The dry granulation process in the present invention comprises the steps of: a) mixing the epherisone or pharmaceutically acceptable salts, acidifying agents and pharmaceutically acceptable excipients (eg, dispersants, disintegrants and binders); b) compression molding the mixture to produce granules; And c) crushing the compacted granules to obtain dry granules.

In the dry granulation process, the compression molding of the mixture is a roller compactor, and the crushing of the compacted granulation is a device commonly used in granulation processes such as a crushing granulator (Oscillator and Fitz mill). Can be performed using

The wet granulation process in the present invention comprises the steps of: a) dissolving and dispersing the acidifying agent and the pharmaceutically acceptable excipient in the binder solution to prepare a mixed binder solution; b) admixing the epherisone or a pharmaceutically acceptable salt thereof and a pharmaceutically acceptable excipient, then associating the prepared combined binder solution; And c) drying and crushing the association to obtain wet granules.

In the wet granulation process, the association of the mixed binder solution is performed using a high speed mixer or a fluid bed granulator, and the crushing of the union is a granulation process such as a crushing granulator (oscillator or pits mill). This can be done using devices commonly used in the city.

The acidifying agent in step (i) can be used in the granulation process as follows to increase the contact specific surface area with epherisone or a pharmaceutically acceptable salt thereof.

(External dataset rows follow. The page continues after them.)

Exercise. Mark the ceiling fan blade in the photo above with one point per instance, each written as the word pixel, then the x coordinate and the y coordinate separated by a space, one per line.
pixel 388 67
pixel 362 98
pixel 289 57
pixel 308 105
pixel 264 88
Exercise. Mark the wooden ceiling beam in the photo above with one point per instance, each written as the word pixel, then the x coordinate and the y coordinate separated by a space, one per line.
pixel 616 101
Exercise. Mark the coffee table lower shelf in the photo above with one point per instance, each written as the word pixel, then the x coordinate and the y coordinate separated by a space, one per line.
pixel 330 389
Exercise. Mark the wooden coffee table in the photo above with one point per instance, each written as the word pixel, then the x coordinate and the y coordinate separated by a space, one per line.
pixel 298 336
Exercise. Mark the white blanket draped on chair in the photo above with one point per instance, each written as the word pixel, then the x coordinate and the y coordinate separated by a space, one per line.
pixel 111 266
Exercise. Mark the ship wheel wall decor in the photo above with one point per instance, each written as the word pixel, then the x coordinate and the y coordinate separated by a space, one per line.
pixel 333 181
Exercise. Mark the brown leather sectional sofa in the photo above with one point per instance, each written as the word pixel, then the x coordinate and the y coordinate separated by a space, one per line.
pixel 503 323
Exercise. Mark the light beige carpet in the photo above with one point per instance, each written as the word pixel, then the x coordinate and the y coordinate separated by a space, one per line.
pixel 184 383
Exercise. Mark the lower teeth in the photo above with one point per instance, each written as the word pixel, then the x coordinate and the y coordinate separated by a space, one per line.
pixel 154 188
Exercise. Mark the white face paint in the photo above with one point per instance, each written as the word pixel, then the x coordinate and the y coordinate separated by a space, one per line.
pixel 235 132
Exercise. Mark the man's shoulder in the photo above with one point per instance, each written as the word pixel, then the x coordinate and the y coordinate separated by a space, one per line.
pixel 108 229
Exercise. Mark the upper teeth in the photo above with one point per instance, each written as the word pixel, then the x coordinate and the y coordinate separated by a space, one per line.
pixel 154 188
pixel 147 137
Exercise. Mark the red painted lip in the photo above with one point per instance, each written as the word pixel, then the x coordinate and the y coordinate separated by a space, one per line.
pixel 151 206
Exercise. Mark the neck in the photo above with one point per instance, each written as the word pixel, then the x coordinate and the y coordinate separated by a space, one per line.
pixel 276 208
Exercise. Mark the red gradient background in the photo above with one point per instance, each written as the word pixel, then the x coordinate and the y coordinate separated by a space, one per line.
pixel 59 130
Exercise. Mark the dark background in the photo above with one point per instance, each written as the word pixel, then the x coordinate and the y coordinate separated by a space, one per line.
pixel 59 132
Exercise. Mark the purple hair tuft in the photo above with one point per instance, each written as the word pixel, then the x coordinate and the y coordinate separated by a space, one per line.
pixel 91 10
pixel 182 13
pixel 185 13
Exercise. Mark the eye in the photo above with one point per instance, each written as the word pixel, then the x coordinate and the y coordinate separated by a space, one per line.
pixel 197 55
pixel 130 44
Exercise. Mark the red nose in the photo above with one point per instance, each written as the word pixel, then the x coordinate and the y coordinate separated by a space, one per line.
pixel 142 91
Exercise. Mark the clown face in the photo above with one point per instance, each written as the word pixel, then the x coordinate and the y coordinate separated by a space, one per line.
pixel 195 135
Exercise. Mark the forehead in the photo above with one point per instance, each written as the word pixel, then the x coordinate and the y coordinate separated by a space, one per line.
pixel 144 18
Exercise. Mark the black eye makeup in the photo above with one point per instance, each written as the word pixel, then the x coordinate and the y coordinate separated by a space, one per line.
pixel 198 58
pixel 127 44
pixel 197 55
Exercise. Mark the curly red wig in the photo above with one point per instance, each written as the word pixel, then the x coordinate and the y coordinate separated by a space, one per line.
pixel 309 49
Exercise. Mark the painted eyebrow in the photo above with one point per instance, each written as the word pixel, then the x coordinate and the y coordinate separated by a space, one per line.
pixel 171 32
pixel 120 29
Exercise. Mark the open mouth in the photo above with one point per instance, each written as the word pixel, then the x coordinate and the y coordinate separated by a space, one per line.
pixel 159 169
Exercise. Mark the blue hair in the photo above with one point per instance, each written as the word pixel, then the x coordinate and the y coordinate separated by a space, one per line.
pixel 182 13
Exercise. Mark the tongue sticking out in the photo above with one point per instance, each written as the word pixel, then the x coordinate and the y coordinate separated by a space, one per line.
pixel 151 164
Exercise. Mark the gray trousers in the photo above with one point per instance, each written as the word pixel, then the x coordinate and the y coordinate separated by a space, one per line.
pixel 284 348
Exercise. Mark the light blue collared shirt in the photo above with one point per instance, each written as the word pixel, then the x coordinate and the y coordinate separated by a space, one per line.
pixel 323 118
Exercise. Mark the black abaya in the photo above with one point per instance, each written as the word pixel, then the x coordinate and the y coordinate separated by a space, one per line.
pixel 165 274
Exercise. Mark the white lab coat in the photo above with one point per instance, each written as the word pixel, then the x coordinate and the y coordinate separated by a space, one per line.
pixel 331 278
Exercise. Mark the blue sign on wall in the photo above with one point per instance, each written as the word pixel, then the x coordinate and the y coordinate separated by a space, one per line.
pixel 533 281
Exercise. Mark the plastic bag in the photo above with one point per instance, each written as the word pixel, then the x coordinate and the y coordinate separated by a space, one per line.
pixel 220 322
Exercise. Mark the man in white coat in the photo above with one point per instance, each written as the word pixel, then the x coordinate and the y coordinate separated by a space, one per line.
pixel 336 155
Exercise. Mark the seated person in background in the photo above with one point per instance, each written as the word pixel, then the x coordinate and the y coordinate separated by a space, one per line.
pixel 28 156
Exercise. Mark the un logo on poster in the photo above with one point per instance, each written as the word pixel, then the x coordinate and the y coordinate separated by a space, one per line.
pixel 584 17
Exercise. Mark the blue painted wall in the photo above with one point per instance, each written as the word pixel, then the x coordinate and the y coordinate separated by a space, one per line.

For example, the acidifying agent can be mixed with the active ingredient and a pharmaceutically acceptable excipient and sieved through a sieve of 30 to 80 mesh and the resulting mixture can be subjected to a dry or wet granulation process.

Alternatively, the acidifying agent may be dissolved or dispersed in the binder solution to prepare a mixed binder solution, which is then combined with the active ingredient and a pharmaceutically acceptable excipient and applied to the wet granulation process.

In step (ii), the pharmaceutically acceptable excipient is further mixed with the granules prepared in step (i). In this case, the pharmaceutically acceptable excipient is as described above, and for example, a dispersant, a disintegrant and a lubricant may be used.

The preparation method of the present invention may further comprise formulating the final mixture prepared in step (ii) in the form of an oral solid preparation selected from the group consisting of powders, granules, pellets, tablets and capsules.

Specifically, the final mixture prepared in step (ii) may be prepared in the form of an oral solid preparation according to a conventional pharmaceutical preparation method, and according to one embodiment of the present invention, in step (ii) The final mixture prepared can be tableted by tableting with a tablet machine.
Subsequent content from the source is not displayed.